Genau hier ist nun Durs Grünbein – im Praktizieren der Vivisektion, in der Beobachtung der sichtbaren Reflexe und der lokalisierbaren Reize – ein treuer Vollstrecker des Diderot’schen Anatomie-Programms. Das war es ja, was Diderot gegen die dogmatischen Kadaver-Sezierer seiner Zeit einzuwenden hatte: daß sie nur Augen für das tote Material, nur die Leidenschaft für erstarrte Materie hatten. Daß sie sich nicht auf den Schnitt am Lebendigen verstanden, wo das Zucken, das Beben, das Pulsieren, das Fließen zu sehen, und wenn nicht zu greifen, so doch zu begreifen war.

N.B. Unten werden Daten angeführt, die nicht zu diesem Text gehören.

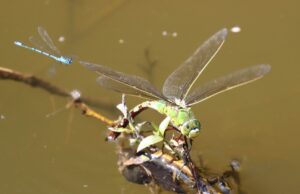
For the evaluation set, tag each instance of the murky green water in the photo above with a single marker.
(257, 124)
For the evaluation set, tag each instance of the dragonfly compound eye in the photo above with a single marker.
(191, 128)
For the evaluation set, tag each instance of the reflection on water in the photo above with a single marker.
(257, 123)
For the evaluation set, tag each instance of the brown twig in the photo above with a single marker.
(9, 74)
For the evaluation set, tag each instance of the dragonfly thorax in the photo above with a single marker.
(190, 128)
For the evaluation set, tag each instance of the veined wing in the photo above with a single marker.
(111, 84)
(141, 86)
(178, 84)
(46, 38)
(227, 82)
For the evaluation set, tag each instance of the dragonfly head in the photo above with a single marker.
(191, 128)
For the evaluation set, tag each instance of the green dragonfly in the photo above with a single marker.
(175, 101)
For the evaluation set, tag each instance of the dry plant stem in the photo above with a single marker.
(9, 74)
(32, 80)
(91, 113)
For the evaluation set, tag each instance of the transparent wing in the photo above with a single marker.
(141, 86)
(108, 83)
(227, 82)
(178, 84)
(46, 38)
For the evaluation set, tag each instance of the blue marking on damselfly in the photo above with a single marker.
(46, 38)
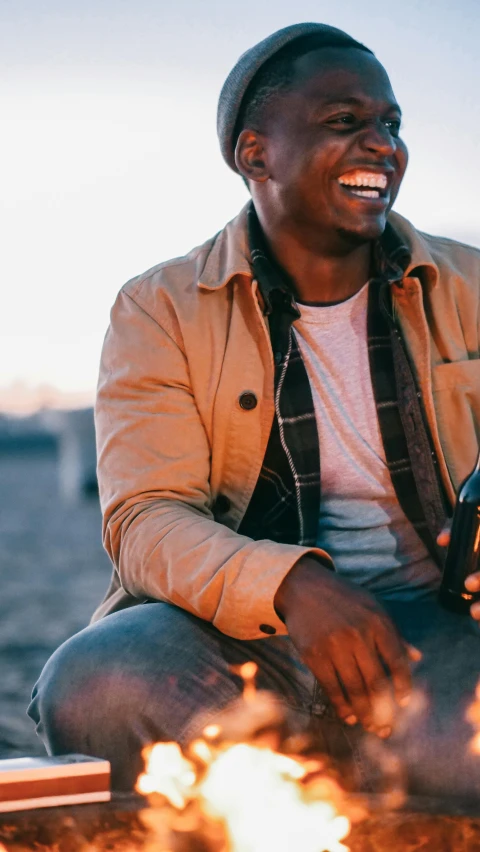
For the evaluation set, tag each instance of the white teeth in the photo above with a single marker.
(366, 193)
(360, 178)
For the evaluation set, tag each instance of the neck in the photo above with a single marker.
(319, 274)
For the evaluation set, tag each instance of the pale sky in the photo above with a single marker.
(110, 161)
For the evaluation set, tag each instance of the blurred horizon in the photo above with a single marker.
(113, 161)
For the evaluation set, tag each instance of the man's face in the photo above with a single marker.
(333, 154)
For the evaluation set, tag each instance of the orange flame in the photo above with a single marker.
(473, 716)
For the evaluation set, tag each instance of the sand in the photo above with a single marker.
(53, 572)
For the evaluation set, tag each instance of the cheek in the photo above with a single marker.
(402, 157)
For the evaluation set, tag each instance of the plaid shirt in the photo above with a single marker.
(285, 505)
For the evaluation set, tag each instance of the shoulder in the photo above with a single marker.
(172, 276)
(207, 267)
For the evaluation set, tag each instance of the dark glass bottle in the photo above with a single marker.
(463, 555)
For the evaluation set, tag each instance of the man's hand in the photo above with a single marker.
(472, 583)
(348, 642)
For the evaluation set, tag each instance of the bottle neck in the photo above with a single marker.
(477, 466)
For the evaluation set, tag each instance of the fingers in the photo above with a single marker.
(328, 679)
(443, 538)
(354, 686)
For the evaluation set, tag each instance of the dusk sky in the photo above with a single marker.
(110, 161)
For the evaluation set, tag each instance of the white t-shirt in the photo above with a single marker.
(361, 525)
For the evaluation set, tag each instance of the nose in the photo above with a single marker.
(376, 137)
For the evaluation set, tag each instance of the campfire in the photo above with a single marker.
(228, 796)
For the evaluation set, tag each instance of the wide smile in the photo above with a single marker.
(367, 186)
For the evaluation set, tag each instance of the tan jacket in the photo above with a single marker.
(186, 339)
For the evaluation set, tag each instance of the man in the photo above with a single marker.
(278, 423)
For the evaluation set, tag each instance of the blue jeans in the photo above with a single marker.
(155, 672)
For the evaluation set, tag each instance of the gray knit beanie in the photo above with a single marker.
(249, 64)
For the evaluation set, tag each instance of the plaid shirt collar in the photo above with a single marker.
(286, 503)
(391, 259)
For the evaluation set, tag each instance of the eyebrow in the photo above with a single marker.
(352, 101)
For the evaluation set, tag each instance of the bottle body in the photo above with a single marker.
(463, 555)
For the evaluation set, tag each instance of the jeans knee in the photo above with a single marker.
(80, 699)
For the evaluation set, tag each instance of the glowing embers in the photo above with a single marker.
(229, 796)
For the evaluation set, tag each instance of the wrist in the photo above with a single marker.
(285, 593)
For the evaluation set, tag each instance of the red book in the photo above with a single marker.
(44, 782)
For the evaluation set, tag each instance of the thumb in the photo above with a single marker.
(443, 538)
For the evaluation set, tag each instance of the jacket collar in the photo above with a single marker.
(229, 255)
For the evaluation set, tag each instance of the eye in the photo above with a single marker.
(345, 120)
(394, 125)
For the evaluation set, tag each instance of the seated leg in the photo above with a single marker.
(150, 673)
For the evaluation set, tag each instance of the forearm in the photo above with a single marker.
(166, 550)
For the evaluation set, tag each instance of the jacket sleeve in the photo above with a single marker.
(153, 470)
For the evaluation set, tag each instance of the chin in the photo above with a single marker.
(364, 231)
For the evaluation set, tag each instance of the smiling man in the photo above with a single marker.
(278, 418)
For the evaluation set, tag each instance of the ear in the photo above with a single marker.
(250, 156)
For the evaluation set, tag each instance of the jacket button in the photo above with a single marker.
(247, 400)
(221, 505)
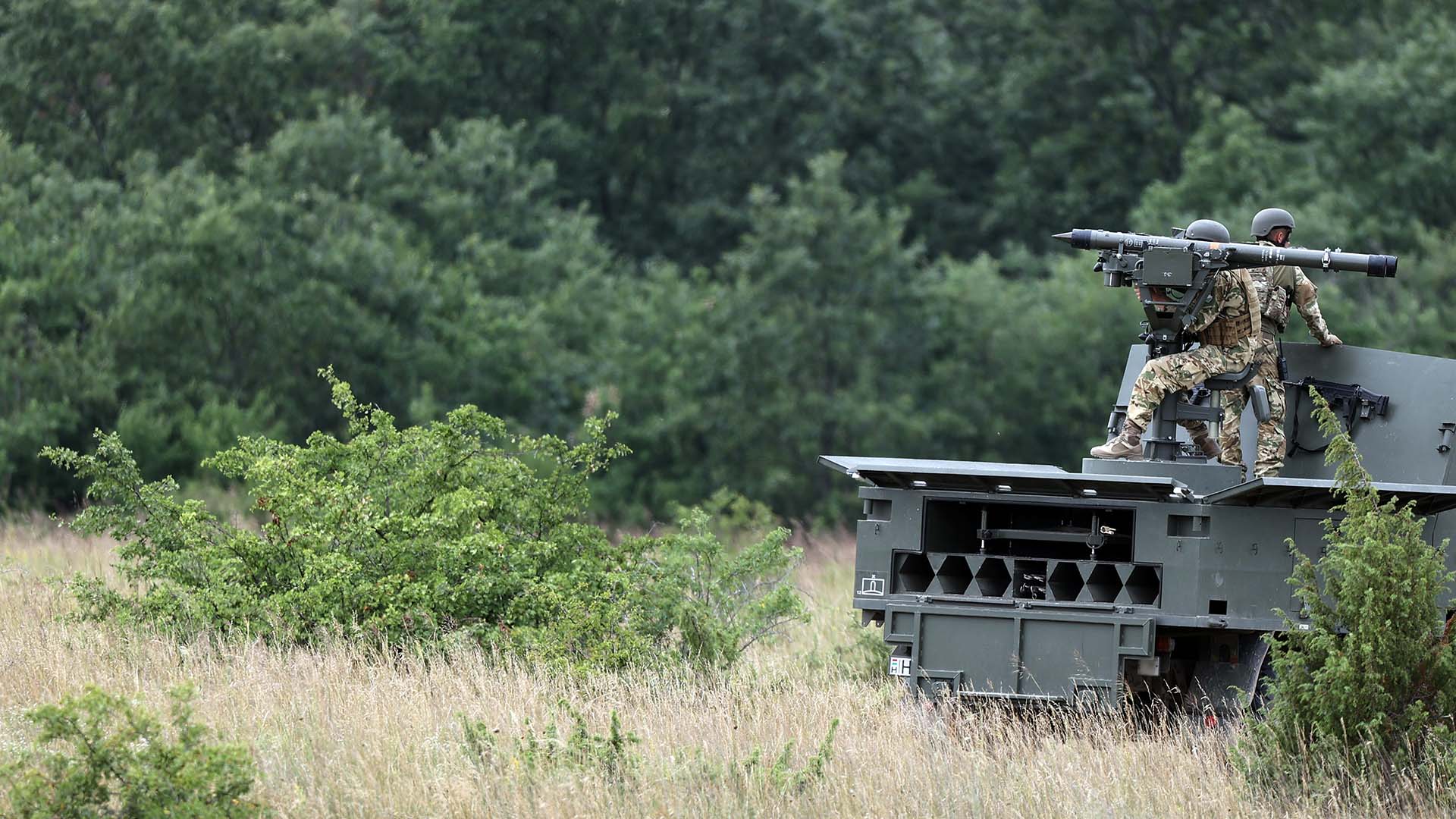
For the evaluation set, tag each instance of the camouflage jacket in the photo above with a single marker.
(1231, 312)
(1280, 284)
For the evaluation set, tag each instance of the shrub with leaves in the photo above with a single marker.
(101, 755)
(1366, 686)
(398, 534)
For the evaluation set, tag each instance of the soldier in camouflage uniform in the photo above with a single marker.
(1228, 328)
(1277, 286)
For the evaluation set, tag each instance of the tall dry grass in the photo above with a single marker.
(347, 732)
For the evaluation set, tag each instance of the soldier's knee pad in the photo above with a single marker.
(1261, 403)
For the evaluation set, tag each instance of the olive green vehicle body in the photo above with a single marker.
(1130, 579)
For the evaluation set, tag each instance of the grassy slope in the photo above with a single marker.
(341, 733)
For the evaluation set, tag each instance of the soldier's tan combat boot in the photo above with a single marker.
(1128, 445)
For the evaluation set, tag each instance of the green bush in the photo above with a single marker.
(400, 534)
(1365, 687)
(101, 755)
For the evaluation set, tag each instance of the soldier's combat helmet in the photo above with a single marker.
(1269, 219)
(1207, 231)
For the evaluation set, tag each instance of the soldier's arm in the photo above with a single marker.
(1307, 302)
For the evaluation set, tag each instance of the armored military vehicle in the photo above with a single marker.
(1139, 579)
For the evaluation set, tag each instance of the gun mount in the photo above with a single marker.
(1138, 580)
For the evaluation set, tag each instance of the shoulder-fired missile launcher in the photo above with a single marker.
(1139, 579)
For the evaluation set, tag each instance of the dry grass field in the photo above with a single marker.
(341, 732)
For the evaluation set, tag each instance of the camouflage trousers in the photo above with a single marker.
(1270, 458)
(1183, 371)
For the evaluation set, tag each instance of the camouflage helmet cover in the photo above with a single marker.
(1269, 219)
(1207, 231)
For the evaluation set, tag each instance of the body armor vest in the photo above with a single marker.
(1273, 300)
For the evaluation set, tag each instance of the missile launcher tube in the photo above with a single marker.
(1238, 254)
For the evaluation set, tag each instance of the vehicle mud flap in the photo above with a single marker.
(1223, 681)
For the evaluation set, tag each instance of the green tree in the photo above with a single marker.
(1365, 682)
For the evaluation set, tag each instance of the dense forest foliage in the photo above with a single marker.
(758, 231)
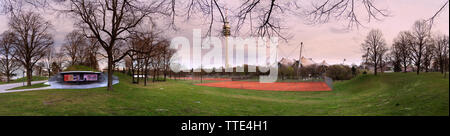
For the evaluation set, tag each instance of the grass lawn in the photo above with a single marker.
(30, 87)
(24, 79)
(387, 94)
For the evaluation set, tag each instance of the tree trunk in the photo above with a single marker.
(29, 76)
(376, 68)
(441, 64)
(110, 70)
(145, 73)
(404, 66)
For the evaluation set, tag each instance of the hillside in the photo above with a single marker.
(388, 94)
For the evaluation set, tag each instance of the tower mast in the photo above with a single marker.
(226, 33)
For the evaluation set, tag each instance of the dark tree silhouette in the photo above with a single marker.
(33, 39)
(8, 65)
(421, 34)
(401, 48)
(375, 46)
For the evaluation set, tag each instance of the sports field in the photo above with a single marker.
(276, 86)
(391, 94)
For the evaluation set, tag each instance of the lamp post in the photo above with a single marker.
(23, 77)
(300, 60)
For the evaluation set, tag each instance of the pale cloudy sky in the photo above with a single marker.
(330, 41)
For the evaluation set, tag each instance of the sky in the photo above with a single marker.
(331, 41)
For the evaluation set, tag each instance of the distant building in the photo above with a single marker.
(304, 62)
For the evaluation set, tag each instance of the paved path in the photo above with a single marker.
(4, 88)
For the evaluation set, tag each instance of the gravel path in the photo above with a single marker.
(4, 88)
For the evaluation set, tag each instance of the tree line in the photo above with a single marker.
(417, 49)
(28, 44)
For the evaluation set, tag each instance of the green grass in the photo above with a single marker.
(24, 79)
(394, 94)
(30, 87)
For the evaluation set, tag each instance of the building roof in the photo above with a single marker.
(73, 72)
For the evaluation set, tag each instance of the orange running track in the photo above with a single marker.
(277, 86)
(210, 79)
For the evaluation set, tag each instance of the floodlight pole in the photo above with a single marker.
(300, 59)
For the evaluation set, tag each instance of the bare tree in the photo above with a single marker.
(90, 53)
(33, 39)
(74, 45)
(110, 22)
(441, 43)
(401, 47)
(420, 33)
(428, 55)
(49, 59)
(8, 65)
(375, 46)
(58, 62)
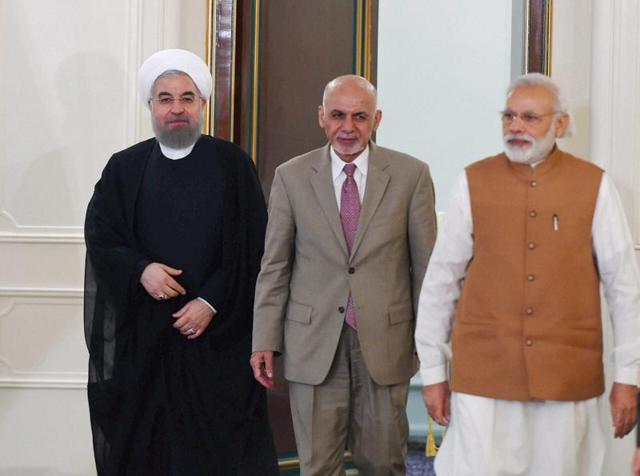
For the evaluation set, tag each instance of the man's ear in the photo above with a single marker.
(376, 120)
(562, 122)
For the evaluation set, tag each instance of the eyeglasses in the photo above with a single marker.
(529, 118)
(167, 101)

Diderot hätte sicherlich gleich einen Hilfsassistenten angestellt, um ein Register anzufertigen über alles anatomisch Relevante in Grünbeins Gedichten. Wenn ich mich auf den ersten Teil, auf Variation auf kein Thema, beschränke und keine Vollständigkeit anstrebe, könnte dieser Index etwa so lauten:

Adern, Bauchhöhle, Bein, Blut, Brust, Eingeweide, Finger, Fleisch, Geschlecht, Haare, Haut, Herz, Kehle, Kniekehle, Leiche, Lidschlag, Mark, Muttermal, Nabel, Nagel, Nerv, Pulsschlag, Rippe, Schädel, Schlagader, Wunde, Zähneknirschen, Zunge..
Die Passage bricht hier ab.